Infolinia

Aktualności

19/03/2004
/
CSR

Hospicjum to ani dom, ani szpital

Zakończono budowę sopockiego hospicjum. 19 bm. odbyła się uroczystość przekazania obiektu przez fundatora, Fundację Dobroczynności Atlas, jego użytkownikowi – Caritas Archidiecezji Gdańskiej. Uroczystość odbyła się w Dzień Świętego Józefa, patrona zarówno budowlańców, jak i dobrej śmierci.

Równo rok od poświęcenia placu pod budowę, obiekt został zbudowany i oddany do użytku. Usytuowany na granicy Gdańska i Sopotu, na pięknej działce ofiarowanej przez władze Sopotu, sprawia wrażenie, jakby stał tam od zawsze. Jego architektura, nawiązująca do uzdrowiskowej architektury Sopotu, naturalnie wtapia się w hektarowy zabytkowy zespół parkowy Na Stawowiu. Znajdzie w nim opiekę i pomoc 25 osób, cierpiących na choroby nowotworowe.

– Dom zbudowaliśmy w systemie tradycyjnym, zgodnie z tradycyjnym porządkiem świata – powiedział Roman Rojek, wiceprezes Grupy Atlas w imieniu właścicieli firmy, fundatorów hospicjum. – Ten porządek każe wywiązać się z obietnic, które się składa. Wszyscy, którzy byli zaangażowani w to przedsięwzięcie, znakomicie się z nich wywiązali. I za to wszystkim serdeczne Bóg zapłać.

Na piętrze znajduje się 20 pokojów jedno i dwuosobowych, każdy z łazienką, dyżurki pielęgniarskie oraz pięćdziesięciometrowy taras. Budynek zaprojektowano na planie kwadratu, w jego środku znajdzie się patio z fontanną Całość pomyślano tak, by ulżyć chorym w fizycznym cierpieniu, ale także sprawić odrobinę radości chociażby pięknymi widokami, by dać im poczucie bliskości miasta, a nie izolacji gdzieś na peryferiach.

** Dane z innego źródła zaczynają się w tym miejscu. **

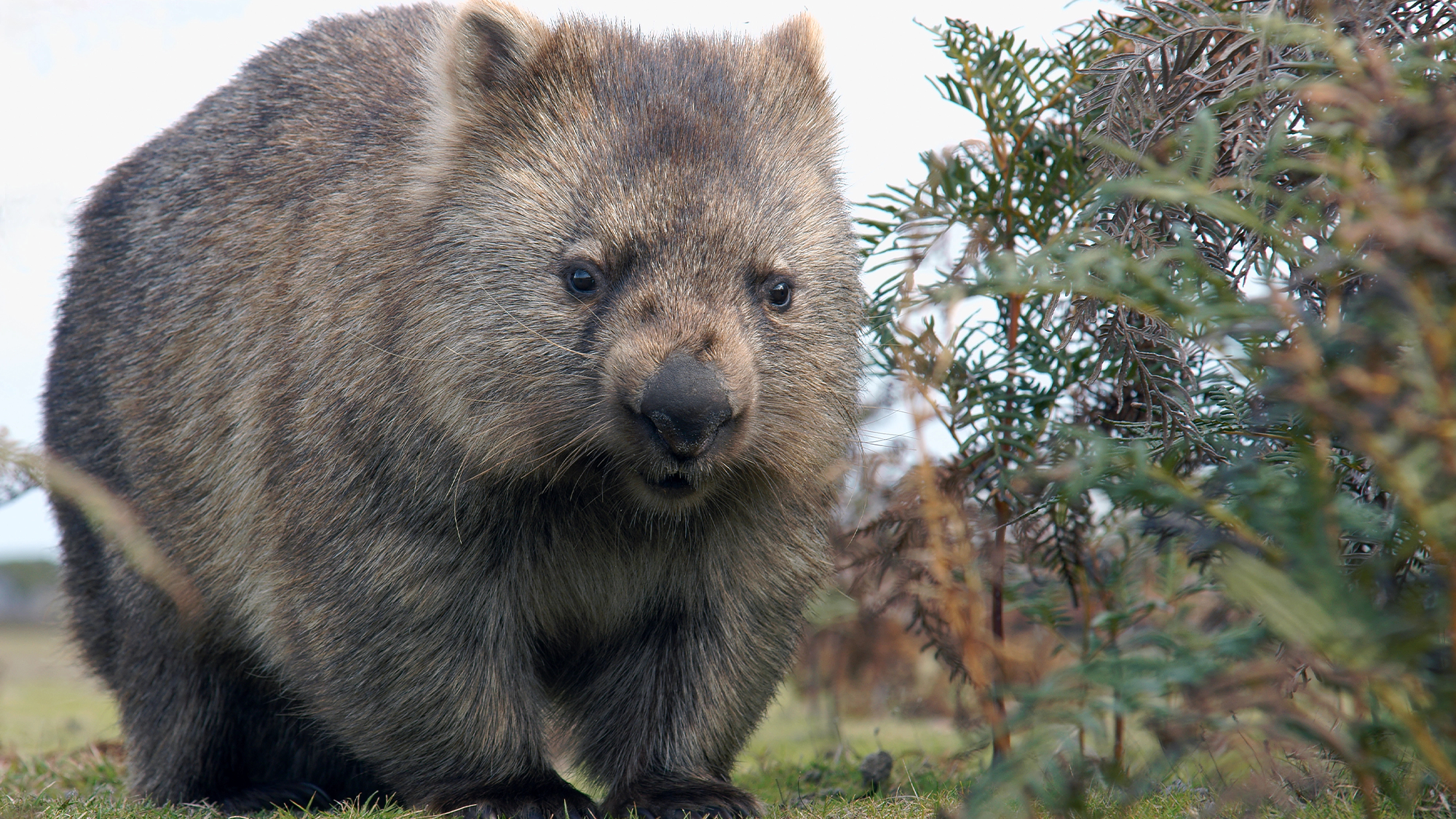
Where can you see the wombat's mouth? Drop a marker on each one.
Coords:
(672, 486)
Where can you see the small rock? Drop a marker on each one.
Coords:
(876, 769)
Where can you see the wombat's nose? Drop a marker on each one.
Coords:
(687, 403)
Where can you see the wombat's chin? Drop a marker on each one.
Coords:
(670, 493)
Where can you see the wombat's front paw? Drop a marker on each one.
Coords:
(563, 802)
(682, 799)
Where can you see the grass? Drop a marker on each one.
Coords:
(60, 758)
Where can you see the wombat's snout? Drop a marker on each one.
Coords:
(687, 404)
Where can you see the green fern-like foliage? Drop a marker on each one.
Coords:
(1187, 318)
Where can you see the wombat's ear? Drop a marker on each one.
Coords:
(484, 46)
(799, 41)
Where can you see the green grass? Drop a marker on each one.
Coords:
(60, 758)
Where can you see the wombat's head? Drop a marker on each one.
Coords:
(653, 283)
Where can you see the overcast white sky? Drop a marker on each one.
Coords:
(85, 82)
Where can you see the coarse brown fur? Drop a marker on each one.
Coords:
(488, 379)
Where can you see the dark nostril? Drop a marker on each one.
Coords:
(687, 403)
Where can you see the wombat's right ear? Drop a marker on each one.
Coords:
(484, 46)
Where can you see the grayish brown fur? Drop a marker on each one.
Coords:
(323, 336)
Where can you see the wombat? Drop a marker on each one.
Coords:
(490, 382)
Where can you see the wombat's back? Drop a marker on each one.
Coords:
(184, 253)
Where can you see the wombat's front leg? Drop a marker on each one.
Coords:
(435, 689)
(663, 710)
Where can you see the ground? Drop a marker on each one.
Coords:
(60, 756)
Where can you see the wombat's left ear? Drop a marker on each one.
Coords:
(799, 41)
(484, 47)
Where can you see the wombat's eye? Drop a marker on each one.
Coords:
(781, 293)
(582, 280)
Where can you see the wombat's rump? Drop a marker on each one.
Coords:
(490, 381)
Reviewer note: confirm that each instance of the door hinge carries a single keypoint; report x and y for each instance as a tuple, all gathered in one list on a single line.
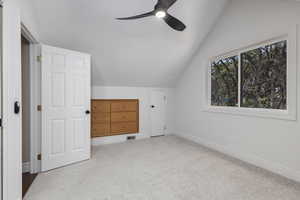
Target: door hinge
[(39, 58), (39, 107)]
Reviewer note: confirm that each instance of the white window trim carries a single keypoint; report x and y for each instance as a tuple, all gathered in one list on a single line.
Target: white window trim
[(291, 112)]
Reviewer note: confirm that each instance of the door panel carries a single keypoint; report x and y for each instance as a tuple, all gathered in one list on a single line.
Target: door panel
[(65, 99), (158, 113)]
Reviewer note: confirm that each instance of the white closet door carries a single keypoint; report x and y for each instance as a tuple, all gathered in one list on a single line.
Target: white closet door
[(66, 96)]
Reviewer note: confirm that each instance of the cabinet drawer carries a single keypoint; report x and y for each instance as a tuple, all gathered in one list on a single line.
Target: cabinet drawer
[(100, 130), (100, 117), (124, 117), (100, 106), (121, 128), (124, 106)]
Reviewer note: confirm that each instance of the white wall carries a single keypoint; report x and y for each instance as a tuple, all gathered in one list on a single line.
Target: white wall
[(29, 17), (269, 143), (12, 168), (143, 94)]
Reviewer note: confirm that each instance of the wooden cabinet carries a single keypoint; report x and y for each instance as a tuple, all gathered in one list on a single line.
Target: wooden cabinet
[(115, 117)]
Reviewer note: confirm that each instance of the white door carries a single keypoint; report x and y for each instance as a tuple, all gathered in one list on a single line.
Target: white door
[(66, 96), (158, 113)]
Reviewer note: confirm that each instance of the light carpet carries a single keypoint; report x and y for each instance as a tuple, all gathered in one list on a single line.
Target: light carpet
[(165, 168)]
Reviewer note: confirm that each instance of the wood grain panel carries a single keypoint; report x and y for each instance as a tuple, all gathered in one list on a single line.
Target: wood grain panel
[(124, 106), (123, 117), (123, 128), (101, 130), (115, 117), (101, 118), (101, 106)]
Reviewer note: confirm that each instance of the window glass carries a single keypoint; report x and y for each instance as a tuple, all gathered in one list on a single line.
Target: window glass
[(264, 77), (224, 82)]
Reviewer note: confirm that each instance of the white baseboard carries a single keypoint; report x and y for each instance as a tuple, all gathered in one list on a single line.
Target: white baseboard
[(276, 168), (116, 139), (25, 167)]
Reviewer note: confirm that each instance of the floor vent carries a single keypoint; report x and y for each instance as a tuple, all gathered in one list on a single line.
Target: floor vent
[(131, 138)]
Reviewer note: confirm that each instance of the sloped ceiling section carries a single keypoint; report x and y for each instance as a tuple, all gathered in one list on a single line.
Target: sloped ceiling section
[(144, 52)]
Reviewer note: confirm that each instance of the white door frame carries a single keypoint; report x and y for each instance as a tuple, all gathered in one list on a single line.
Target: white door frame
[(34, 100)]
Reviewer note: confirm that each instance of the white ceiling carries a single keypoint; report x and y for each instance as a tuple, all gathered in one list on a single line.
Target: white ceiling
[(143, 52)]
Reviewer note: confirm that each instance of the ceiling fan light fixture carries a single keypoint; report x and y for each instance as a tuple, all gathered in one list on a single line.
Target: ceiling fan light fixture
[(160, 14)]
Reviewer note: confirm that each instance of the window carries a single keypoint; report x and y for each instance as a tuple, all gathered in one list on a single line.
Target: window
[(251, 78), (263, 77), (224, 82)]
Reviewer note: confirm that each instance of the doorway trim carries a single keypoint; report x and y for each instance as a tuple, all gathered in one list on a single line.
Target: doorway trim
[(34, 99)]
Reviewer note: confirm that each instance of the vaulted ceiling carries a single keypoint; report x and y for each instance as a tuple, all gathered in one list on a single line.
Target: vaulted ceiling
[(144, 52)]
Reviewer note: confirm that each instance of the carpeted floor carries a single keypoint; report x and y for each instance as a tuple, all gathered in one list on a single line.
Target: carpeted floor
[(165, 168)]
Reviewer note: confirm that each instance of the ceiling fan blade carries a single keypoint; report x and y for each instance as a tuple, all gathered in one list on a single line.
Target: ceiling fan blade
[(138, 16), (174, 23), (166, 4)]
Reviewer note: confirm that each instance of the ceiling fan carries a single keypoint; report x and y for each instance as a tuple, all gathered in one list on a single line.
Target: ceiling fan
[(161, 11)]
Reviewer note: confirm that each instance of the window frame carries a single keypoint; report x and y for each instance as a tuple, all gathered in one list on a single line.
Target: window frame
[(291, 112)]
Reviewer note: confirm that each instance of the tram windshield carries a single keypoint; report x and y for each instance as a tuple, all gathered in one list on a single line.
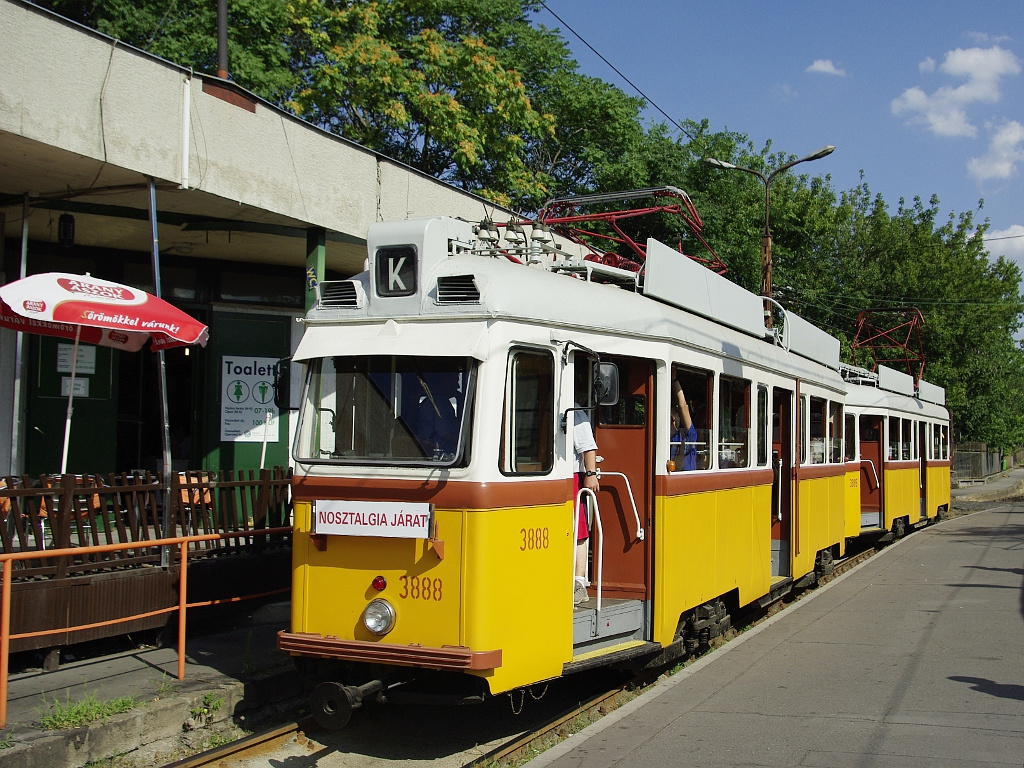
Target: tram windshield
[(386, 411)]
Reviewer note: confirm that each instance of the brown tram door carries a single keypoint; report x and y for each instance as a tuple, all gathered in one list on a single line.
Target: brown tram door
[(781, 495), (625, 440), (871, 453)]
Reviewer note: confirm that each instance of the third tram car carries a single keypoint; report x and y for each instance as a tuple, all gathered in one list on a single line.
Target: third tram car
[(434, 503)]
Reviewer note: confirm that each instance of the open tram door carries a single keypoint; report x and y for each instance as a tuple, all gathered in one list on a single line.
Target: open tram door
[(617, 610), (781, 494), (871, 453)]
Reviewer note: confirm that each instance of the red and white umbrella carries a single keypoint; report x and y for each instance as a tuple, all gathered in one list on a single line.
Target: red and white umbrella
[(96, 311)]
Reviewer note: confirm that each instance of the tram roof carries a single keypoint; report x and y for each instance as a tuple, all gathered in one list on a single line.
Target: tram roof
[(458, 287)]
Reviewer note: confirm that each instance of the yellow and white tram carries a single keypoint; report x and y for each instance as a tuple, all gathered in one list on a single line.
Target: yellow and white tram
[(898, 441), (434, 509)]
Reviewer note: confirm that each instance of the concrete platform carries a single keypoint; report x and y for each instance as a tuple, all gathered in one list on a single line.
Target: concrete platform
[(914, 658)]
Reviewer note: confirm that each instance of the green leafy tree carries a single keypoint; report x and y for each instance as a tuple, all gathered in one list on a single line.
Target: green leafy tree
[(185, 32), (418, 81)]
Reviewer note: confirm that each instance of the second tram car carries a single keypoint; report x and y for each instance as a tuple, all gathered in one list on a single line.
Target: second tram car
[(433, 493), (898, 441)]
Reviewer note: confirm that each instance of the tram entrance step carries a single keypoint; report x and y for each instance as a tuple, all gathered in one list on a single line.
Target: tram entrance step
[(616, 622)]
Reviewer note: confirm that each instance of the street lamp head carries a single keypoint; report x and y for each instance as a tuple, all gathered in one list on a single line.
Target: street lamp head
[(823, 152)]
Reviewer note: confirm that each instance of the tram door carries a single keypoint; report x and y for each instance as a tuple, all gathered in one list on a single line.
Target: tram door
[(625, 439), (781, 494), (871, 451)]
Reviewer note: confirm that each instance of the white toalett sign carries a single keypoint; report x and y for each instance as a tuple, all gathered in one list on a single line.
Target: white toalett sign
[(390, 519), (246, 398)]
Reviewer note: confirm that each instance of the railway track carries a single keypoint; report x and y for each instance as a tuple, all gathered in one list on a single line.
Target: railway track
[(303, 736)]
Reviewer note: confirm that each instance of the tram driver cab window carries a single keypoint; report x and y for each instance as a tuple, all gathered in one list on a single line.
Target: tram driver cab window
[(690, 401)]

– Każdy chce umierać w domu, ale nie każdy ten dom ma – stwierdziła Romana Antonowicz, prezes Ogólnopolskiego Forum Ruchu Hospicyjnego. – Hospicjum to ani dom, ani szpital. To idea całościowej opieki nad człowiekiem w zaawansowanej chorobie. Tylko ci, którzy długo opiekują się przewlekle chorymi, wiedzą jaki to jest rozmiar bólu i lęku. Szczególnie bólu egzystencjalnego. Człowiek jest osamotniony i bezradny. Hospicjum ofiaruje poczucie bezpieczeństwa, trwałej obecności. To jest jego misja.

Głównym punktem ceremonii przekazania obiektu było jego poświęcenie, którego dokonał ksiądz arcybiskup Tadeusz Gocłowski, metropolita gdański. – Ten piękny dom jest dowodem wiary, ale i wielkiego humanizmu – powiedział. – W dobie gospodarki wolnorynkowej ludzie stają przed niebezpieczeństwem egoizmu. Tego typu dzieła zaświadczają, że są ludzie, którzy negują taki schemat. Sopockie hospicjum to przejaw wrażliwości ludzkiej na potrzeby innego człowieka.

W kwietniu w hospicjum przyjęci zostaną pierwsi pacjenci. Do tego czasu zostanie przyjęty i przeszkolony personel. Pracować tu będzie etatowo 25 osób – lekarze, pielęgniarki, psycholog, personel pomocniczy. Caritas zamierza także korzystać z pomocy wolontariuszy. Placówka ma być finansowana z kilku źródeł. Do końca tego roku przyrzeczenie sfinansowania pobytu pięciu pacjentów złożył Narodowy Fundusz Zdrowia. Za większość etatów zapłaci gdyński Urząd Pracy – to efekt porozumienia, związanego z zatrudnieniem w hospicjum bezrobotnych z rejonu Sopotu i Gdyni. Pozostałe pieniądze pochodzić będą z Caritas i wpłat sponsorów.

– Inicjatywę Fundacji Dobroczynności Atlas i decyzję gospodarzy Sopotu postrzegam w kategorii opatrzności boskiej, która nad nami czuwa nieustannie. Dzięki niej i ludzkiej życzliwości otoczymy tu opieką cierpiących, niezależnie od tego, jakiego będą wyznania – mówi ks. Ireneusz Bradtke, dyrektor Caritas Archidiecezji Gdańskiej. Jak zapewnia, przebywanie pacjenta w hospicjum będzie bezpłatne. Koszt jednego dnia pobytu chorego wyniesie 110 zł.